Ekipa wylatująca w sobotę w najbliższych tygodniach postawi własną bazę wyposażoną w polowe ambulatorium na terenie schroniska Meteo (Betlehemi Hut). W bazie dyżurować będzie od czterech do pięciu ratowników, którzy – jak wyjaśnił koordynator projektu – będą się zmieniać co trzy tygodnie.
Kilkaset interwencji
Podczas każdego sezonu poprzednich projektów "Bezpieczny Kazbek" polscy ratownicy notowali średnio od 200 do 250 interwencji, w tym kilkanaście wypadków górskich. Większość interwencji polegała jednak na udzieleniu pomocy turystom na miejscu, na terenie schroniska oraz na ewakuacji ich w dół za pomocą śmigłowca, konno lub noszach przez lodowiec i przekazaniu gruzińskim ratownikom.

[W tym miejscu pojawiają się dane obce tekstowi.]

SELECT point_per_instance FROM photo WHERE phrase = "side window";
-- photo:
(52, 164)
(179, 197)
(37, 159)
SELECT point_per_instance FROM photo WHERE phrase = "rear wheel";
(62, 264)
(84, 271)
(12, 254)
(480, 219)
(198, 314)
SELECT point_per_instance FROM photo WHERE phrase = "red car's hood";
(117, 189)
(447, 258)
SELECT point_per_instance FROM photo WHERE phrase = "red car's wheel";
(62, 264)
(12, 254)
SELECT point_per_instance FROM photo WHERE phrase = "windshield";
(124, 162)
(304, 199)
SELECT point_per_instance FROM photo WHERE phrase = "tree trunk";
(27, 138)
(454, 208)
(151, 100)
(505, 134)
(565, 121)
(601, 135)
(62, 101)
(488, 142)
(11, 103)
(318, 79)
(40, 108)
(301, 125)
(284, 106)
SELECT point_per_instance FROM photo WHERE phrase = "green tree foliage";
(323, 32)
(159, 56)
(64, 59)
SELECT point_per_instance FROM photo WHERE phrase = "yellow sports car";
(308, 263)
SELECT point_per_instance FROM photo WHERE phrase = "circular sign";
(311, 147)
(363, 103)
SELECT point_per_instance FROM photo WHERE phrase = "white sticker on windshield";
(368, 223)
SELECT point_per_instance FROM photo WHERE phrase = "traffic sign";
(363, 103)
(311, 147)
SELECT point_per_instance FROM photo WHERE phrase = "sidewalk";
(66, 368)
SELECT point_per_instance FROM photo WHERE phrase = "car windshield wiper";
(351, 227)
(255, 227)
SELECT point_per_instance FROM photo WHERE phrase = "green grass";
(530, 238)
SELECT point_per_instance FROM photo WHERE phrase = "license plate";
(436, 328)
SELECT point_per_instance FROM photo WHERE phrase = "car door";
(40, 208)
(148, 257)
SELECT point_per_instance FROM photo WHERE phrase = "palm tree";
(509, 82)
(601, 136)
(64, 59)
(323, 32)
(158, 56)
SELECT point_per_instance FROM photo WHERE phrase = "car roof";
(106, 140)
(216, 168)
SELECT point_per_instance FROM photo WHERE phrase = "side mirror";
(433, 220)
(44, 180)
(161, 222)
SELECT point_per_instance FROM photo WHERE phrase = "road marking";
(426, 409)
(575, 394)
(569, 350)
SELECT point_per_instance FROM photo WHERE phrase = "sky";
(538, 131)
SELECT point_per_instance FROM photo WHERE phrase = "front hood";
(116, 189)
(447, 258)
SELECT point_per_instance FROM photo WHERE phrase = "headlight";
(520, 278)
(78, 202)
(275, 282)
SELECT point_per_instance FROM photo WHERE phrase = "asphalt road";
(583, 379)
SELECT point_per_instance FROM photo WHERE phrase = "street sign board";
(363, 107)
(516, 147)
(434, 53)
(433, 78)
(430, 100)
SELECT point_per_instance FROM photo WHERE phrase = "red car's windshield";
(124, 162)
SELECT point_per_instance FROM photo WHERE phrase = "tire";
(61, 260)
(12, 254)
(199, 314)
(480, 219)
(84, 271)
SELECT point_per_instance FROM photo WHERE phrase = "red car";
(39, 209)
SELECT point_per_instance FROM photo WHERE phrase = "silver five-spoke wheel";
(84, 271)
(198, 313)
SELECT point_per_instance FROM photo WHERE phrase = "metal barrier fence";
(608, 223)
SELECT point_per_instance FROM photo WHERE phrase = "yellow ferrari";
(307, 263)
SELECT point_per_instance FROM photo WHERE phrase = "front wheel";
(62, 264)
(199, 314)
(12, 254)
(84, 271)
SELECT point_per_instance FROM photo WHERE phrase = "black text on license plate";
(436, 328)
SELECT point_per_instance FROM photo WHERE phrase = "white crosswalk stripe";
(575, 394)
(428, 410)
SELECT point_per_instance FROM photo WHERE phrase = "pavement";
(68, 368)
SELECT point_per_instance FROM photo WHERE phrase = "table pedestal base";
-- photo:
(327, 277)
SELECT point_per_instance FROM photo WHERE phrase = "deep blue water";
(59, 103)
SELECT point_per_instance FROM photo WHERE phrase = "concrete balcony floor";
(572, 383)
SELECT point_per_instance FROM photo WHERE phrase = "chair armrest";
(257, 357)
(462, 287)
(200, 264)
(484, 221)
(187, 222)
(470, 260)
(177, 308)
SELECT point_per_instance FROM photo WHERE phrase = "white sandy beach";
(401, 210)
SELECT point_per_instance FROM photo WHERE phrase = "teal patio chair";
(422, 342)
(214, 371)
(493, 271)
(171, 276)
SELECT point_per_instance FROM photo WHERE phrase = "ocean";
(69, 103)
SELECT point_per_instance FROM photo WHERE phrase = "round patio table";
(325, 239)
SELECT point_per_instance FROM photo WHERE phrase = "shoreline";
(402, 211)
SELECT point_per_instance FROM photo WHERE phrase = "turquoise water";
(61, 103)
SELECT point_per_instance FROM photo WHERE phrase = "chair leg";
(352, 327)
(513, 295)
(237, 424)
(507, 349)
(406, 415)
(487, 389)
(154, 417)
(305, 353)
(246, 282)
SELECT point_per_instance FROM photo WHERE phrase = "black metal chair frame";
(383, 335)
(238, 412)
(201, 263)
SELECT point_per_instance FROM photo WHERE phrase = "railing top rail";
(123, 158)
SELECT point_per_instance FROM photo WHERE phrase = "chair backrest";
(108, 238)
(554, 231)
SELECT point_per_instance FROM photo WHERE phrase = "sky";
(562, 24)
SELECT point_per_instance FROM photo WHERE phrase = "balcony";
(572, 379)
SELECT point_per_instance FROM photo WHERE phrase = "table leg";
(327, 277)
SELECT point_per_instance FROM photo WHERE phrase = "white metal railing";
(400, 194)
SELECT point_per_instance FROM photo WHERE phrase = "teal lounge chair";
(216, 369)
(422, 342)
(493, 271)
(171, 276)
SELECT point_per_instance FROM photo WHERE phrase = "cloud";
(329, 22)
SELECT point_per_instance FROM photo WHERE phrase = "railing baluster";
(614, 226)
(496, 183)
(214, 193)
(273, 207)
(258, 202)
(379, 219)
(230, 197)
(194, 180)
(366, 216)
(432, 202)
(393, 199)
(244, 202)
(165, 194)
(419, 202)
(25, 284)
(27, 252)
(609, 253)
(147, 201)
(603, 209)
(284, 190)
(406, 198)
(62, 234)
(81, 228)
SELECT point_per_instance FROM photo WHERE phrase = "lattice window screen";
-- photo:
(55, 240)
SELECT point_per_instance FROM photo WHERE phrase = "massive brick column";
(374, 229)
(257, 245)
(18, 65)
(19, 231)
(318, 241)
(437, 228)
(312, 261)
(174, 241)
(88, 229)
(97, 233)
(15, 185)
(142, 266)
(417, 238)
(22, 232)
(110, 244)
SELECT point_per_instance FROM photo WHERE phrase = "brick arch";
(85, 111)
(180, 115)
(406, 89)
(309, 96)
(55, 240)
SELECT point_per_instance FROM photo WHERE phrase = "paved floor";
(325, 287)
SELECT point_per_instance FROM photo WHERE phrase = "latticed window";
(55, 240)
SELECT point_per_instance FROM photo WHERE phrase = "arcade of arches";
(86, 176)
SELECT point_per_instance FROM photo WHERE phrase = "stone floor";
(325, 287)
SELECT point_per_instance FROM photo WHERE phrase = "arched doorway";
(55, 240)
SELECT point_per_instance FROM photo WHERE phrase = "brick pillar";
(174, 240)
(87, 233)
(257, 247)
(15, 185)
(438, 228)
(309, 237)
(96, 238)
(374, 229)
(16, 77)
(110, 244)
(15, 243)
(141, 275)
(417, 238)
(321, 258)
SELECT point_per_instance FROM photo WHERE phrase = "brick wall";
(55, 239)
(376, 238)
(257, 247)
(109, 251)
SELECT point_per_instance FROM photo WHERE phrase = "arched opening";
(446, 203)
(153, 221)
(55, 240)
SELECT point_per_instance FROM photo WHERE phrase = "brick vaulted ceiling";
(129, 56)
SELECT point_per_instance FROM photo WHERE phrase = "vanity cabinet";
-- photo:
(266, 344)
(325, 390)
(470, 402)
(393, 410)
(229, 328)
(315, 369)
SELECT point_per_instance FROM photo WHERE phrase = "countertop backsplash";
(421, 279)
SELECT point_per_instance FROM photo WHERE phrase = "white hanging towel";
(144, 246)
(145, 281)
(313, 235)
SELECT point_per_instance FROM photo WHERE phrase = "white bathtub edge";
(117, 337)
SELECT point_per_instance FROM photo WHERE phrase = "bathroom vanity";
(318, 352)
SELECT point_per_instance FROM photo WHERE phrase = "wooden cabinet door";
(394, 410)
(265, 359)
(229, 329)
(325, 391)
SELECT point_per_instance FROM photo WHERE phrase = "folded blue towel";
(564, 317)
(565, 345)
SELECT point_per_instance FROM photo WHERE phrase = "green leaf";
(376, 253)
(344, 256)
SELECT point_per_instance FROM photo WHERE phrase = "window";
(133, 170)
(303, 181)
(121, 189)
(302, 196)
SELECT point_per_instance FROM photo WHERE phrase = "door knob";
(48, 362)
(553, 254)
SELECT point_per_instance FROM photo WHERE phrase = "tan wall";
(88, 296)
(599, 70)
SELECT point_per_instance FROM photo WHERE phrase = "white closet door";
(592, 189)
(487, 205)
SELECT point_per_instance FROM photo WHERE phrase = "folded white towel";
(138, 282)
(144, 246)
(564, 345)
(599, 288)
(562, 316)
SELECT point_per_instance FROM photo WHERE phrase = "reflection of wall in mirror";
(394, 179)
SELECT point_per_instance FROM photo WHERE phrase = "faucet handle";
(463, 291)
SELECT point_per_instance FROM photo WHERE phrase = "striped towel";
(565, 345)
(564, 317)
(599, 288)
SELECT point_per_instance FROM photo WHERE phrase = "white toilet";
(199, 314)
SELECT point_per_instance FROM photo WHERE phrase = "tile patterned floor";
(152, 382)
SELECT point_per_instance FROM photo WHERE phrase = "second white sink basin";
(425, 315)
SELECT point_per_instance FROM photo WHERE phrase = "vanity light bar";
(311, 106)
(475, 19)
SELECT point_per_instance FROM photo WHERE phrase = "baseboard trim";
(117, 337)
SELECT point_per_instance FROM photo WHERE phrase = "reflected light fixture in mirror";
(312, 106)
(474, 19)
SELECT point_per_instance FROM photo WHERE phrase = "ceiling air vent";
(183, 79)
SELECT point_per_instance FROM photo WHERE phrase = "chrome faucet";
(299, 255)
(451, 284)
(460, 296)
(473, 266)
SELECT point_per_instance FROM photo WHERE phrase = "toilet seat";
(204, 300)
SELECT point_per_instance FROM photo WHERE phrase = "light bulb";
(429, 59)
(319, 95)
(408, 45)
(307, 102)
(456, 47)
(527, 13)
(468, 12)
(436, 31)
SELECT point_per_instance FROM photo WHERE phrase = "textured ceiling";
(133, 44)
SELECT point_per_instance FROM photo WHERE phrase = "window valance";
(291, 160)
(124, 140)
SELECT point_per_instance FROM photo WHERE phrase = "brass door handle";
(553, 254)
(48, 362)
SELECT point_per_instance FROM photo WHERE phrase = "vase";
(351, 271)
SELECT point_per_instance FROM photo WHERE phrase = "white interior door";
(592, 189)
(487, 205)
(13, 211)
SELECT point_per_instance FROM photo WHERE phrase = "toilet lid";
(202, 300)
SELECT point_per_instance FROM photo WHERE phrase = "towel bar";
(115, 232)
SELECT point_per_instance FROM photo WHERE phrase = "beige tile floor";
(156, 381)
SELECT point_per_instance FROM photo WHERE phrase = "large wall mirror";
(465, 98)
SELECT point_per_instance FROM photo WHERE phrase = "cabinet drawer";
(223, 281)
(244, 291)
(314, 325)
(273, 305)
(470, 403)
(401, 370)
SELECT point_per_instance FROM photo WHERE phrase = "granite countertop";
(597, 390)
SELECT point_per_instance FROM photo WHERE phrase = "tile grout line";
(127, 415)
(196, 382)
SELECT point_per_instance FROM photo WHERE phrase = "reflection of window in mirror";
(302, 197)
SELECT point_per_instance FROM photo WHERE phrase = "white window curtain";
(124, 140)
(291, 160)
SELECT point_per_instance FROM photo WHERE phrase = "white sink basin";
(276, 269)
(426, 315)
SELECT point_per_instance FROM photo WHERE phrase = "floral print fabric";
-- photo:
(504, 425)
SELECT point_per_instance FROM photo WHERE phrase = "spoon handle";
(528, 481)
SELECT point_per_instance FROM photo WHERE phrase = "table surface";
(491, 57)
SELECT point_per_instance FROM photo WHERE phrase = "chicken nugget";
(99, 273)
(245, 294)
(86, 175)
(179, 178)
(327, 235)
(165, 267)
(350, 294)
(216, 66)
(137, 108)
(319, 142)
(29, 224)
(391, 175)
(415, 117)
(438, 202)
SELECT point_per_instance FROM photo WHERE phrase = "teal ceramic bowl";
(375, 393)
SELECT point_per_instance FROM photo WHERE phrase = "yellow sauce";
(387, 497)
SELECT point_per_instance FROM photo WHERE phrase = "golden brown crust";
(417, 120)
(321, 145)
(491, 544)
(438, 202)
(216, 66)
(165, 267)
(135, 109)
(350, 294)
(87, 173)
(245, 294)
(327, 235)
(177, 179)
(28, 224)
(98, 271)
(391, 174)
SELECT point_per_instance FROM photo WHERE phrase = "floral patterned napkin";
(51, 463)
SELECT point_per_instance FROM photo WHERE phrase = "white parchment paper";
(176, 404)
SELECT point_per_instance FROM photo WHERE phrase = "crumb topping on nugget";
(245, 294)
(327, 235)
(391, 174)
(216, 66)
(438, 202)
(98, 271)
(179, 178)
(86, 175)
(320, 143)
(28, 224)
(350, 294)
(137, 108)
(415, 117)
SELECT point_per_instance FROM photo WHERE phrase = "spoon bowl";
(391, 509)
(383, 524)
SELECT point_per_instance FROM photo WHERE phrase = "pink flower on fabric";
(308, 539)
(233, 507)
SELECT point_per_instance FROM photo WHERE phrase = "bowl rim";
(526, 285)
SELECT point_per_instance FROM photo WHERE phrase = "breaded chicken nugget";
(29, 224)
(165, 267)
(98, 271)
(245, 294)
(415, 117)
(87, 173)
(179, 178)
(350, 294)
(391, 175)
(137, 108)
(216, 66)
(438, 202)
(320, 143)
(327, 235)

Na potrzeby zespołu ratowniczego powstał m.in. system łączności oparty na przemienniku i radiotelefonach ręcznych pozwalających na dokładna? lokalizacje?. Zespół wyposażony jest też w inny nowoczesny sprzęt nawigacyjny, ratowniczy i medyczny.
Projekt "Bezpieczny Kazbek" jest inicjatywą oddolną ratowników, realizowaną przez fundacje? Medyk Rescue Team. W Gruzji ratownicy pracują jako wolontariusze.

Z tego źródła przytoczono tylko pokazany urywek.